もちろん全ての建築士に該当するものではありませんが、特にデザイン性を重視する建築家ほど現場を知らないといわれます。

自分で現場に赴き、自分の手で木や鉄やコンクリートを触らなければ、施工図の作成や詳細な収まりを記載した図面は作成できません。

建築士のメインの仕事は設計です。
建物の間取りを考え、デザインを行い、図面を作成することが最も大切な仕事です。
しかし、意匠図だけ作成する建築士では、お施主様や現場関係者から強い信頼を獲得することはできません。 単なる「図面屋さん」という立ち位置に終わり、建築士として誇れる仕事ではないでしょう。

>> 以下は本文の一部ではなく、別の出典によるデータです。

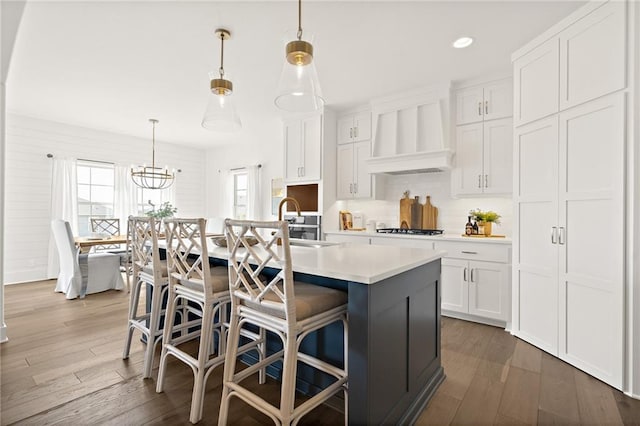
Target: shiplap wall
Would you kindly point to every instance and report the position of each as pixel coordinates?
(28, 182)
(452, 212)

図面しか描けない建築士に対して、お施主様はそれぞれの事情や難しい問題について相談したいと思うでしょうか。 私なら「ノー」です。

建築現場を知り、職人の技術を知り、伝統工法を知り、作業の流れや収まりを知り、それぞれを設計業務に活かせてこそ真の建築士の信頼ではないでしょうか。
インターネットの情報や、書籍、写真だけでは現場で起きることや職人の技術は理解できません。
頻繁に現場に赴き、職人と接し、常に現場の技術やウラ技を学ぶ姿勢が必要です。


6.まとめ

いかがでしたか。
建築士が職人の技術やウラ技を設計業務に活かす秘訣や必要性について紹介させて頂きました。

プールに入った経験がない人は、いくら水泳の方法を理論的に知っていても泳ぐことはできません。
どれだけルールに詳しくても、ボールを蹴った経験がない人がサッカーで勝つのは難しいでしょう。

建築も同じです。 現場で繰り広げられている職人の技術やウラ技は、設計図面を作成しているだけでは学ぶことができません。 また、同じ建築の世界に属しながら、伝統的技術さえも知らないようではお施主様の信頼にもつながりません。
現場を知り、技術を知り、設計業務に活かすことが建築士の真の役割ではないでしょうか。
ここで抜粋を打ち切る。